Not OP but I have some background on this.

An Erlang loss system is like a set of phone lines. Imagine a special call center where you have N operators, each of which takes calls, talks for some time (serving the customer) and hungs up. Unlike many call centers, however, they don’t keep you in line. Therefore, if all operators are busy the system hungs up and you have to explicitly call again. This is somewhat similar to a server with N threads.

Let's assume N=3.

Under common mathematical assumptions (constant arrival rate, time between arrivals modeled by a Poisson distribution, exponential service time) you can define:

1) “traffic intensity” (rho) has the ratio between arrival time and service time (intuitively, how “heavy” arrivals are with respect to “departures”)

2) the blocking probability is given by the Erlang B formula (sorry, not easy to write here) for parameters N (number of threads) and rho (traffic intensity).
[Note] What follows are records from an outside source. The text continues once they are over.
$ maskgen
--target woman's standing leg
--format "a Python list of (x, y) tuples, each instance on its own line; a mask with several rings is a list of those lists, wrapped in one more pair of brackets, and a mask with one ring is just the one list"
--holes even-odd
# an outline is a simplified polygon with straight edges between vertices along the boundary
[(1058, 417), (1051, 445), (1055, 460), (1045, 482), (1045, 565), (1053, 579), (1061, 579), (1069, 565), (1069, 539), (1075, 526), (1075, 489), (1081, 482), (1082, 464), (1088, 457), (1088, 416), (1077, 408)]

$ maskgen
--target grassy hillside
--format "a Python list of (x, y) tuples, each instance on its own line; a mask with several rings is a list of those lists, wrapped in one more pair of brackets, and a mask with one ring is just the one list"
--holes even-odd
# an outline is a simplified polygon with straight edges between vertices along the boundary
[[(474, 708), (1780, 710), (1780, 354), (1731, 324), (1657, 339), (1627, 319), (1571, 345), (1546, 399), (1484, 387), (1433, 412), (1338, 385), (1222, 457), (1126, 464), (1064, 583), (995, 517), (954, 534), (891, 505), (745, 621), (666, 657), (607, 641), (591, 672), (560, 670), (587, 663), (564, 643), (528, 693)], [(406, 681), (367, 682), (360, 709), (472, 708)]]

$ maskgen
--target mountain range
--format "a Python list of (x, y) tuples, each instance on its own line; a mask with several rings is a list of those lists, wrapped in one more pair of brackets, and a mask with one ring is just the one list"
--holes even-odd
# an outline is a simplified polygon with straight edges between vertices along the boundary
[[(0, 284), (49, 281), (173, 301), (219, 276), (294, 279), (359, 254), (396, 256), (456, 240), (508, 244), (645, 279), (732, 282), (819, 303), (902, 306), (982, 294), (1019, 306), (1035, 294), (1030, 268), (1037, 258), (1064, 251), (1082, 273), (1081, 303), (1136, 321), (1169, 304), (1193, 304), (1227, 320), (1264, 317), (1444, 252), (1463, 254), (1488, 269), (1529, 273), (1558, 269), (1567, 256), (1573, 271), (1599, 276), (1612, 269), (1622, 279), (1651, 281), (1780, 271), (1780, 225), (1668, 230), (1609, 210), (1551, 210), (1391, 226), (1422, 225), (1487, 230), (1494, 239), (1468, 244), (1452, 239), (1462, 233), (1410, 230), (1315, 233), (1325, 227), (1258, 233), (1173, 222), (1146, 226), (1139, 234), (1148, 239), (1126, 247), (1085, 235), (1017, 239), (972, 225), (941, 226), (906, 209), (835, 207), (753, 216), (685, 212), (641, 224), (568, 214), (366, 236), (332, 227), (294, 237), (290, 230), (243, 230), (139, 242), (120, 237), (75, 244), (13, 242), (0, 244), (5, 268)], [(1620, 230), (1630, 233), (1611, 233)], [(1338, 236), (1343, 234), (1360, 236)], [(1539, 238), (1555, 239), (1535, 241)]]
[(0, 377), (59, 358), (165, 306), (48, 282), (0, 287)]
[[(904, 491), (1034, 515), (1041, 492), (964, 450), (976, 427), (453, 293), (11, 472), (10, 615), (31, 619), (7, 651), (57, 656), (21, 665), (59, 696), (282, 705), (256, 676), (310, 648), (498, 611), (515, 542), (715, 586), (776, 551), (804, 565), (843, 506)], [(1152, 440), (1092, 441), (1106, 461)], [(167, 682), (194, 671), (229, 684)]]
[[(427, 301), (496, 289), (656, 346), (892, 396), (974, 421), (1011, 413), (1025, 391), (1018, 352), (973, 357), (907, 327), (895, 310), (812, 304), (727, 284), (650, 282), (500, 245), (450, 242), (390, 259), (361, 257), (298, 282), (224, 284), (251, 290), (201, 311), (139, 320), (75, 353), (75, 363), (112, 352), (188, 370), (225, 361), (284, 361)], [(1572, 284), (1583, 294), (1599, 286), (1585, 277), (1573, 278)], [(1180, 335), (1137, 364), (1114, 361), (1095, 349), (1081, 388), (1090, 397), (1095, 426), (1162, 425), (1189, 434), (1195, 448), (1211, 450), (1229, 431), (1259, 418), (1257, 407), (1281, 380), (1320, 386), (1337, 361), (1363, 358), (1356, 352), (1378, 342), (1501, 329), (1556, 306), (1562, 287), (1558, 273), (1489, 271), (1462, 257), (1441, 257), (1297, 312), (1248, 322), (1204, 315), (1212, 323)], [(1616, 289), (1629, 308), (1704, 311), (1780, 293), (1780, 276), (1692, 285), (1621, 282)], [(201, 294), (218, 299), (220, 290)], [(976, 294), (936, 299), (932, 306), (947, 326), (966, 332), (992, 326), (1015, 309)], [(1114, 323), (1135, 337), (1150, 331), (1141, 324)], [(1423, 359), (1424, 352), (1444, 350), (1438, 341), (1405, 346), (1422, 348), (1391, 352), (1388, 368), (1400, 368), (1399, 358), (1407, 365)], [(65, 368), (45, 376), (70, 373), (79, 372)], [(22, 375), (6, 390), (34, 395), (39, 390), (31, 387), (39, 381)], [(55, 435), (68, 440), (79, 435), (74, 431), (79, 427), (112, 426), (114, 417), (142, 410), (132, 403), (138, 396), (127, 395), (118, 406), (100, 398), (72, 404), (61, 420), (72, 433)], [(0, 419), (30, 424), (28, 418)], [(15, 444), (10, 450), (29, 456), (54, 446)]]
Basically, if traffic intensity = 1 (arrival rate = service rate), the blocking probability is 6.25%. If service rate is twice the arrival rate, this drops to 1% approximately. If service rate is 1/10 of the arrival rate, the blocking probability is 73.3%.

I will try to write down part 2 when I find some time.

EDIT - Adding part 2

So, let's add a buffer. We said we have three threads, right? Let's say the system can handle up to 6 requests before dropping, 1 processed by each thread plus an additional 3 buffered requests. Under the same distribution assumptions, this is known as a M/M/3/6 queue.

Some math crunching under the previous service and arrival rate scenarios:

- if service = arrival time, blocking probability drops to 2%. Of course there is now a non-zero wait probability (close to 9%).

- if service = twice the arrival time, blocking probability is 0.006% and there is a 1% wait probability.

- if service = 1/10 of the arrival time, blocking probability is 70%, waiting probability is 29%.

This means that a buffer reduces request drops due to busy resources, but also introduces a waiting probability. Pretty obvious. Another obvious thing is that you need additional memory for that queue length. Assuming queue length = 3, and 1 KB messages, you need 3 KB of additional memory.

A less obvious thing is that you are adding a new component. Assuming "in series" behavior, i.e. requests cannot be processed when the buffer system is down, this decreases overall availability if the queue is not properly sized. What I mean is that, if the system crashes when more than 4 KB of memory are used by the process, but you allow queue sizes up to 3 (3 KB + 3 KB = 6 KB), availability is not 100%, because in some cases the system accepts more requests than it can actually handle.

An even less obvious thing is that things, in terms of availability, change if you consider server and buffer as having distinct "size" (memory) thresholds. Things get even more complicated if server and buffer are connected by a link which itself doesn't have 100% availability, because you also have to take into account the link unavailability.